Fastq-to-vcf

Pipeline to turn whole-genome resequencing data (fastq) into a variant calling format file (vcf)

The pipeline consists of filtering raw fastq data, mapping them on a reference and calling and filtering genotypes by GATK best practices. It has been gradually developed by Levi Yant, Jeff DaCosta, Christian Sailer and Jakub Vlček

The pipeline is optimised to run on servers with PBS professional job scheduling system. It can be directly run on MetaCentrum - Czech computing infrastructure, but on other servers one will have to modify program names, locations, etc.

Major variables for each step of the pipeline can be defined either with an argument or inscript.

0_indexreference.sh

It prepares the reference genome in fasta format - creates all the necessary indices for mapping the reads with BWA.
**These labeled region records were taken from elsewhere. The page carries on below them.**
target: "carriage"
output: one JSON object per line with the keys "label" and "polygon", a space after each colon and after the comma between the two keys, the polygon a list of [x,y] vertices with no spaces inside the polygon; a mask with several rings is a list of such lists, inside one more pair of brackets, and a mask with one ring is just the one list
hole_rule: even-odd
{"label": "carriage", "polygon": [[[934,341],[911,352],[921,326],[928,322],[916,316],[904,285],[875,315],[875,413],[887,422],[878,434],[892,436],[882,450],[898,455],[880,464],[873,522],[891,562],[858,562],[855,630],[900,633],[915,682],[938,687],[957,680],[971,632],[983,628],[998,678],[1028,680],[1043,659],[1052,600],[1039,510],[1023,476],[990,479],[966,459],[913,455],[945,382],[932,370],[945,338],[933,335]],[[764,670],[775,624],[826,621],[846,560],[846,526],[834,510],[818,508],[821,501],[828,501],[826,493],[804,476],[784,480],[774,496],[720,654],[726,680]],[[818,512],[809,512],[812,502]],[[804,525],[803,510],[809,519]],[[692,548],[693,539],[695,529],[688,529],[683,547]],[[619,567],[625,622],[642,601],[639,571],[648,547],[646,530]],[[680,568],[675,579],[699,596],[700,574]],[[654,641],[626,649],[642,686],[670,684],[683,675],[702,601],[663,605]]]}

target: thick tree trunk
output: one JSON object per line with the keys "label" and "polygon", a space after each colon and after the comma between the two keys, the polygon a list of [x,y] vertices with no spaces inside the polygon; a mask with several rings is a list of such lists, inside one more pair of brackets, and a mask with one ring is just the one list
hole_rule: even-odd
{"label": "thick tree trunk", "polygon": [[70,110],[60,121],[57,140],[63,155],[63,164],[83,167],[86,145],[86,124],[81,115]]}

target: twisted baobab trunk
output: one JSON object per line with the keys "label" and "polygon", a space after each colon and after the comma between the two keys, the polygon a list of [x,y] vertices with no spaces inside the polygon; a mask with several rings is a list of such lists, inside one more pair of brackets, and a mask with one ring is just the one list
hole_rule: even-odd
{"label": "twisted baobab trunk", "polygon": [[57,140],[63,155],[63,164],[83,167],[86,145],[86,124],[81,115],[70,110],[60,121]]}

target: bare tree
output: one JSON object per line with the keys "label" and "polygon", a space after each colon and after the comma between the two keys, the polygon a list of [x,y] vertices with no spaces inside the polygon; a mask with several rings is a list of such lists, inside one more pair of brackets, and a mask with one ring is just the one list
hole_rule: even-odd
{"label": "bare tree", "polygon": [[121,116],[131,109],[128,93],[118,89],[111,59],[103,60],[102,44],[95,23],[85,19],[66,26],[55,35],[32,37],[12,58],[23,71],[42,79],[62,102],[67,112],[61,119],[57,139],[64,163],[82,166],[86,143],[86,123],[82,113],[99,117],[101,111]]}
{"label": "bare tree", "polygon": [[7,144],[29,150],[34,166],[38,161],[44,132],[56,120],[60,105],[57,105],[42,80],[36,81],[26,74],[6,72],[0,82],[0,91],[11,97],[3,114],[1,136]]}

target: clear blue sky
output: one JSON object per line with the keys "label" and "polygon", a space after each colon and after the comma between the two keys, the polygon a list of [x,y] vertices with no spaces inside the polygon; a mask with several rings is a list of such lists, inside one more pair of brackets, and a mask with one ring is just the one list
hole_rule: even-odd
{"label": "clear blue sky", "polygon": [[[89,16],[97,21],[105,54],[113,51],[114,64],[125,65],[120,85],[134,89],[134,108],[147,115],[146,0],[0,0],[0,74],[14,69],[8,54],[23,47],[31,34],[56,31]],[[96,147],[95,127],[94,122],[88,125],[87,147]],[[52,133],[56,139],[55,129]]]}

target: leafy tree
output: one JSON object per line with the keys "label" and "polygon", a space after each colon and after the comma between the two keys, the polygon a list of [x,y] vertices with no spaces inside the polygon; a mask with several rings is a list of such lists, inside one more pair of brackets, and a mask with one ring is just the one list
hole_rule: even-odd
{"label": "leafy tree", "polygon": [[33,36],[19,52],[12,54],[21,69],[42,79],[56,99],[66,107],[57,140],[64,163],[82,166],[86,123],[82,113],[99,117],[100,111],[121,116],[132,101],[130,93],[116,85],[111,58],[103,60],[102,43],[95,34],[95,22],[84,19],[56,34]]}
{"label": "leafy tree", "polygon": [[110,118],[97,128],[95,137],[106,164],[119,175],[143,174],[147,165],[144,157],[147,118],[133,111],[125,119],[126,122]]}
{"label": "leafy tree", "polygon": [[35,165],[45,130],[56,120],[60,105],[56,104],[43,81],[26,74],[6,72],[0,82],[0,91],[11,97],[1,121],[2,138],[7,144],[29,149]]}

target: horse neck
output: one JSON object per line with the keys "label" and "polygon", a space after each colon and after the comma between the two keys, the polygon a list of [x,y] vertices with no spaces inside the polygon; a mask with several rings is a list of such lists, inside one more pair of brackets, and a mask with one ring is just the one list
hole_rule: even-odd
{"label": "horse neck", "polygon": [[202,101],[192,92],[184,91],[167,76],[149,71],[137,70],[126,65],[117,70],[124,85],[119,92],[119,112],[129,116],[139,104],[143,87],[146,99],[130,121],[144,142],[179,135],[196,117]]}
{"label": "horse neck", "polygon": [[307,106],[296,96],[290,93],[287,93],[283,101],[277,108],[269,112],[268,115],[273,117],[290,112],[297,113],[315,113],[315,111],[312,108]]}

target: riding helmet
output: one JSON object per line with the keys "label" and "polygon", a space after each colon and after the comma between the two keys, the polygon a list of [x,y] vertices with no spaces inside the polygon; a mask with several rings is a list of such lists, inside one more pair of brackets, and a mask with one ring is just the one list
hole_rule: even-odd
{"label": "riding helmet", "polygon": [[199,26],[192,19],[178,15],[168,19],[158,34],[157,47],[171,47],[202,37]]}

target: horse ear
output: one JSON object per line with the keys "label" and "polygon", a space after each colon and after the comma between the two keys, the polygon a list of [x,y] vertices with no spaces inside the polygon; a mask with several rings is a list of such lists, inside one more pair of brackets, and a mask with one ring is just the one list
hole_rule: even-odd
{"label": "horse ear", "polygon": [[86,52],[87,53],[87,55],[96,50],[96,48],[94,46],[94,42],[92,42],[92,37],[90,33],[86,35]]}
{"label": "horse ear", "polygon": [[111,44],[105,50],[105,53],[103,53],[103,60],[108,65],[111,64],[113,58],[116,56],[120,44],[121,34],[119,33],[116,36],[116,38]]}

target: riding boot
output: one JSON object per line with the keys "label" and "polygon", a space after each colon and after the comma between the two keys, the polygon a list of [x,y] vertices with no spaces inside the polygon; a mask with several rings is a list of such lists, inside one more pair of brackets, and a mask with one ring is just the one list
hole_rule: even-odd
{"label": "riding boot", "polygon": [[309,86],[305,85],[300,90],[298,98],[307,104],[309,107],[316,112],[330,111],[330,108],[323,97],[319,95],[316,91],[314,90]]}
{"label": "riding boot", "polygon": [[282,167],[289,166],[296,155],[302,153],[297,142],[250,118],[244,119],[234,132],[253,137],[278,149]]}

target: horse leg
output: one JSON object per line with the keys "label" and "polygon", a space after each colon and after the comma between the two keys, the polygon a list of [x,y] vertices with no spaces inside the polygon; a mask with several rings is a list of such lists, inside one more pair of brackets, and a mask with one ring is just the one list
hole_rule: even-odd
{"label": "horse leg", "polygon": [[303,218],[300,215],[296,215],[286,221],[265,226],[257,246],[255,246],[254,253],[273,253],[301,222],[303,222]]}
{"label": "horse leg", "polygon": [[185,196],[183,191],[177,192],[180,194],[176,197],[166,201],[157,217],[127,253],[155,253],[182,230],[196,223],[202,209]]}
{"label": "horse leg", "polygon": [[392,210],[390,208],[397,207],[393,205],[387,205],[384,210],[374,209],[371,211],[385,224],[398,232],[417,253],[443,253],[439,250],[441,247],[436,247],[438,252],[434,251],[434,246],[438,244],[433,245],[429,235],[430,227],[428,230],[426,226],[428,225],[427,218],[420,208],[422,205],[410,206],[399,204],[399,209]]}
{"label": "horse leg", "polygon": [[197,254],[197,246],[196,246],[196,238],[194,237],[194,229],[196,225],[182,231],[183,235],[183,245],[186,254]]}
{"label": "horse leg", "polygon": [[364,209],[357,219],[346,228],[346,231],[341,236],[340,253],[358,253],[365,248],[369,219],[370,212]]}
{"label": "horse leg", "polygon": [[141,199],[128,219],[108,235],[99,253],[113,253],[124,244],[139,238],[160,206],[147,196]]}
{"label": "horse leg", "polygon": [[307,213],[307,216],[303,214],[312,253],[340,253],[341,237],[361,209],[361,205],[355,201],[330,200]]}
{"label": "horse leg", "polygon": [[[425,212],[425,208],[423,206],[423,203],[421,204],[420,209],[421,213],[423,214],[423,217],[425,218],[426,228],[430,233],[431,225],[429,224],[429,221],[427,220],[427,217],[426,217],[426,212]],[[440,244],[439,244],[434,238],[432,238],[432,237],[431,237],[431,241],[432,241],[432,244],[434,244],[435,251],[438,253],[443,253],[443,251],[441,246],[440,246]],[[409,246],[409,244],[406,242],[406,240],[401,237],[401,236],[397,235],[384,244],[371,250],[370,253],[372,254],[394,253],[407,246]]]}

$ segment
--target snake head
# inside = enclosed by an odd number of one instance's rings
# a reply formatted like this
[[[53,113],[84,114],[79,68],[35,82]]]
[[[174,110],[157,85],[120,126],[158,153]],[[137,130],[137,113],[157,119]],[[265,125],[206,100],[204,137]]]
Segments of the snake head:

You need to supply relative path to the fasta file with argument ref.
Example how to run the script:
qsub -v 'ref=yourreference.fasta' ~/Fastq-to-vcf/0_indexreference.sh

1_mapreads.py

This script generates separate shell script per every sample that contains commands to:

Analyse quality of fastq reads with Fastqc (ver. 0.11.5)
Trim bad quality reads with TRIMMOMATIC (ver. 0.36)
Map reads to the reference with BWA mem (ver. 0.7.15)
Mark duplicates with Picard (ver. 2.8.1)

Output is sorted and deduplicated bam file, accompanied with multiple descriptive statistics of mapping that can be analysed by a program Multiqc.
You have to supply samplename file that links name of a fastq file with a sample name and adaptors that will be used for trimming:
(fastq_name\tnew_name\tadaptors\n)
15-AA208a BAB_01da TruSeq3-PE-2.fa
16-AA208n BAB_02da TruSeq3-PE-2.fa
. . .

Other required arguemnts are:
-wd = working directory -datadir = directory with fastq files (the program will recursively search this folder for all fastq files)
You can also run the script only for the first sample (-trial t) from the list to check errors and if there are none run the analysis for the rest of the samples (-trial r)
Also you can only print the bash script instead of submitting it by qsub if you set -print t
See further options and guidlines within the script.
Example how to run the script:
python3 ~/Fastq-to-vcf/1_mapreads.py -samplenames sn.tsv -wd "pwd" -datadir ../fastq_data -trial t -ref fullpath_to_reference_folder

2_callvars.py

This script takes the bam files from previous step and proceeds with per individual variant calling via the GATK tool 'HaplotypeCaller'.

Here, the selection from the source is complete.